With the dreadful lack of education and information available about sex and the constant dire warnings that misusing it will lead to the destruction of your eternal soul, it’s not hard to see why fundamentalists have a lot of doubts and questions about what exactly they’re allowed to do when it comes to sex. Not that they actually ask anybody, mind you, they just spend lots of time feeling guilty about…whatever it is. In fundyland even thinking to ask a question may be a sign that you’re a total pervert and it’s better not to take the chance.

It might seem strange that two married adults (of the opposite sex, even!) would be worried that their private and consensual activities might somehow offend the sensibilities of their pastor or church. But that kind of fear is actually pretty normal in fundamentalism. If the powers that be in fundamentalism can regulate what’s in a person’s wardrobe, refrigerator, and movie collection then is it really so strange that someone might worry that they’ll judge what goes on in your bedroom (or kitchen, shower, Waffle House, or wherever the spirit moves you)?

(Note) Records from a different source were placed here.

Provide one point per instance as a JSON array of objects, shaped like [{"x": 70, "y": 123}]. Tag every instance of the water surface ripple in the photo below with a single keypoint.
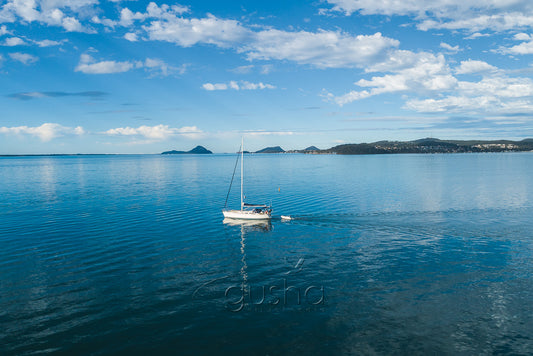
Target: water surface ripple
[{"x": 392, "y": 254}]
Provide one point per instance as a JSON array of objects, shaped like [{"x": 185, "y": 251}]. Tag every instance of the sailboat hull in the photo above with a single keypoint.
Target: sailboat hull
[{"x": 246, "y": 215}]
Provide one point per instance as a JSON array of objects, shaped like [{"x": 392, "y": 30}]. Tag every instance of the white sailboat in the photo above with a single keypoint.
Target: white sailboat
[{"x": 248, "y": 211}]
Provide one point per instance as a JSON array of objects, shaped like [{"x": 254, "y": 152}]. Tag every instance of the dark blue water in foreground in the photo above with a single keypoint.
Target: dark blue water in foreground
[{"x": 403, "y": 254}]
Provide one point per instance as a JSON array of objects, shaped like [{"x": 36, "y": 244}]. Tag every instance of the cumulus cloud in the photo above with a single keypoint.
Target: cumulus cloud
[
  {"x": 449, "y": 48},
  {"x": 4, "y": 31},
  {"x": 132, "y": 37},
  {"x": 50, "y": 12},
  {"x": 188, "y": 32},
  {"x": 492, "y": 95},
  {"x": 242, "y": 85},
  {"x": 23, "y": 58},
  {"x": 49, "y": 43},
  {"x": 154, "y": 66},
  {"x": 155, "y": 133},
  {"x": 520, "y": 49},
  {"x": 323, "y": 49},
  {"x": 14, "y": 41},
  {"x": 470, "y": 15},
  {"x": 423, "y": 72},
  {"x": 46, "y": 132},
  {"x": 473, "y": 66},
  {"x": 89, "y": 65}
]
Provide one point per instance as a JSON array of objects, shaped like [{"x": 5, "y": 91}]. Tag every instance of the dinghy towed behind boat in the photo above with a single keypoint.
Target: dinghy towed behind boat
[{"x": 248, "y": 211}]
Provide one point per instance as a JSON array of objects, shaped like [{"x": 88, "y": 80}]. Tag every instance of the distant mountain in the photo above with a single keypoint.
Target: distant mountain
[
  {"x": 275, "y": 149},
  {"x": 432, "y": 145},
  {"x": 312, "y": 148},
  {"x": 196, "y": 150}
]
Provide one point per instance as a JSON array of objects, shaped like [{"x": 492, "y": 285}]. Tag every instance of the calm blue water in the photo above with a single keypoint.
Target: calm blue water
[{"x": 403, "y": 254}]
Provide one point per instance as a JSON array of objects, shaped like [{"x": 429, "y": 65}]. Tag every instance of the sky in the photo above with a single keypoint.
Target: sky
[{"x": 112, "y": 76}]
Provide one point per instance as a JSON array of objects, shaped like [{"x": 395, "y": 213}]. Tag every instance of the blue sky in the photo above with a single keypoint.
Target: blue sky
[{"x": 95, "y": 76}]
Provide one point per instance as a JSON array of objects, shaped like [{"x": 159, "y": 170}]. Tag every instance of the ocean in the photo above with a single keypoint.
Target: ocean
[{"x": 385, "y": 254}]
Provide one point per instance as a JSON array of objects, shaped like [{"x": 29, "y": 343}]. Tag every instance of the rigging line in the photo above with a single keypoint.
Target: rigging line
[{"x": 233, "y": 176}]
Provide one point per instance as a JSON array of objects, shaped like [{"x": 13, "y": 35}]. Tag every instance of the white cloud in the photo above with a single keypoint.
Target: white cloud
[
  {"x": 188, "y": 32},
  {"x": 498, "y": 23},
  {"x": 449, "y": 48},
  {"x": 155, "y": 133},
  {"x": 49, "y": 43},
  {"x": 522, "y": 48},
  {"x": 130, "y": 36},
  {"x": 154, "y": 66},
  {"x": 522, "y": 37},
  {"x": 476, "y": 35},
  {"x": 45, "y": 132},
  {"x": 493, "y": 95},
  {"x": 88, "y": 65},
  {"x": 14, "y": 41},
  {"x": 471, "y": 15},
  {"x": 423, "y": 72},
  {"x": 243, "y": 69},
  {"x": 473, "y": 66},
  {"x": 50, "y": 12},
  {"x": 324, "y": 49},
  {"x": 211, "y": 87},
  {"x": 23, "y": 58},
  {"x": 4, "y": 31},
  {"x": 242, "y": 85}
]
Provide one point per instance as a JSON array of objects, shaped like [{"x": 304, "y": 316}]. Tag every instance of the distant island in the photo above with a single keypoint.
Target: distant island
[
  {"x": 196, "y": 150},
  {"x": 275, "y": 149},
  {"x": 425, "y": 145},
  {"x": 432, "y": 145}
]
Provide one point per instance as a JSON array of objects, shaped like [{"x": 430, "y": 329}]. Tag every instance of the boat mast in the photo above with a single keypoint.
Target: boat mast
[{"x": 242, "y": 170}]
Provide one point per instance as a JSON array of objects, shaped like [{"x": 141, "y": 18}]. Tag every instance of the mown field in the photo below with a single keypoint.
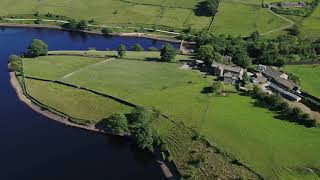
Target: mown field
[
  {"x": 309, "y": 77},
  {"x": 310, "y": 26},
  {"x": 237, "y": 17},
  {"x": 272, "y": 147},
  {"x": 176, "y": 14}
]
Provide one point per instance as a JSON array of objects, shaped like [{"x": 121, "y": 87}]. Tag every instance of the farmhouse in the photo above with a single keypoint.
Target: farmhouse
[
  {"x": 228, "y": 73},
  {"x": 279, "y": 78},
  {"x": 288, "y": 95}
]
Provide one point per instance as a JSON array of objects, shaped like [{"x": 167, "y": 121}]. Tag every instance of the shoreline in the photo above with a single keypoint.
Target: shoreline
[
  {"x": 57, "y": 27},
  {"x": 21, "y": 96}
]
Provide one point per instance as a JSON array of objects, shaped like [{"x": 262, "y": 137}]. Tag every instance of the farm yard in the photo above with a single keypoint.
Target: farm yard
[
  {"x": 233, "y": 123},
  {"x": 308, "y": 75},
  {"x": 243, "y": 17}
]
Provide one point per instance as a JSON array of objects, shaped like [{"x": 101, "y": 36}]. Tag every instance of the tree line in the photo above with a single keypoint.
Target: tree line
[
  {"x": 276, "y": 103},
  {"x": 256, "y": 50}
]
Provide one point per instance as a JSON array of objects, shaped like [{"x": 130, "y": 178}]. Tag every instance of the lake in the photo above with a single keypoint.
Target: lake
[{"x": 35, "y": 147}]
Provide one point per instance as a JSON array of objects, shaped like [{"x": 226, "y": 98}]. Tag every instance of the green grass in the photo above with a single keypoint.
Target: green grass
[
  {"x": 310, "y": 27},
  {"x": 111, "y": 12},
  {"x": 243, "y": 17},
  {"x": 272, "y": 147},
  {"x": 74, "y": 102},
  {"x": 309, "y": 77},
  {"x": 40, "y": 67},
  {"x": 169, "y": 3}
]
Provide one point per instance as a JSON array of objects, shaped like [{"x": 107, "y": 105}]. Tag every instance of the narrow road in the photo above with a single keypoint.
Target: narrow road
[
  {"x": 91, "y": 25},
  {"x": 282, "y": 28}
]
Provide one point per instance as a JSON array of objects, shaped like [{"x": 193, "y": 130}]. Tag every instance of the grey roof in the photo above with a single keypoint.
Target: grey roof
[
  {"x": 272, "y": 72},
  {"x": 286, "y": 83},
  {"x": 284, "y": 92},
  {"x": 235, "y": 69}
]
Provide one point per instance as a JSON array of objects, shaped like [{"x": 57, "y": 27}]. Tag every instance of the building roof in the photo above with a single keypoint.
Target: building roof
[
  {"x": 235, "y": 69},
  {"x": 284, "y": 92},
  {"x": 286, "y": 83},
  {"x": 269, "y": 71}
]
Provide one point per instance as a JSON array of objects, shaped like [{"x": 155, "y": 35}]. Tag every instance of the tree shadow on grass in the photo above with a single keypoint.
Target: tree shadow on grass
[{"x": 202, "y": 9}]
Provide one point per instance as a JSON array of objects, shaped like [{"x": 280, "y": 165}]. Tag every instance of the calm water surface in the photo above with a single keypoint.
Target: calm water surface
[{"x": 35, "y": 147}]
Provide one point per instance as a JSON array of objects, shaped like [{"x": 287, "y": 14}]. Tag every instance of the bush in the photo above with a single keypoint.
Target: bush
[
  {"x": 106, "y": 31},
  {"x": 38, "y": 21},
  {"x": 15, "y": 63},
  {"x": 122, "y": 50},
  {"x": 154, "y": 49},
  {"x": 37, "y": 48},
  {"x": 216, "y": 87},
  {"x": 168, "y": 53},
  {"x": 137, "y": 47},
  {"x": 118, "y": 123}
]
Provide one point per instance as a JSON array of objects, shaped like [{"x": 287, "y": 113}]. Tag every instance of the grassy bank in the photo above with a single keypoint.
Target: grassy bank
[
  {"x": 309, "y": 77},
  {"x": 234, "y": 123}
]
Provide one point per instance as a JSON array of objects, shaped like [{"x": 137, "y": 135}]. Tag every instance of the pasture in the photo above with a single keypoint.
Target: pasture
[
  {"x": 310, "y": 26},
  {"x": 272, "y": 147},
  {"x": 309, "y": 77},
  {"x": 244, "y": 17},
  {"x": 173, "y": 14}
]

This fear and guilt leaves amorous fundamentalists with far more questions than answers.

Can we…?

What about using a…?

And then is it ok to say…?

What about trying…?

As an answer to all these and whatever other questions may have popped into your head in the last ten seconds, allow me to borrow a little bit from the 10th Amendment to the US constitution: “The right to do all kinds of sexy fun time stuff that is not explicitly commanded by the Scripture, nor prohibited by it is reserved to any couple’s best judgment, consensual agreement, and basic common sense.”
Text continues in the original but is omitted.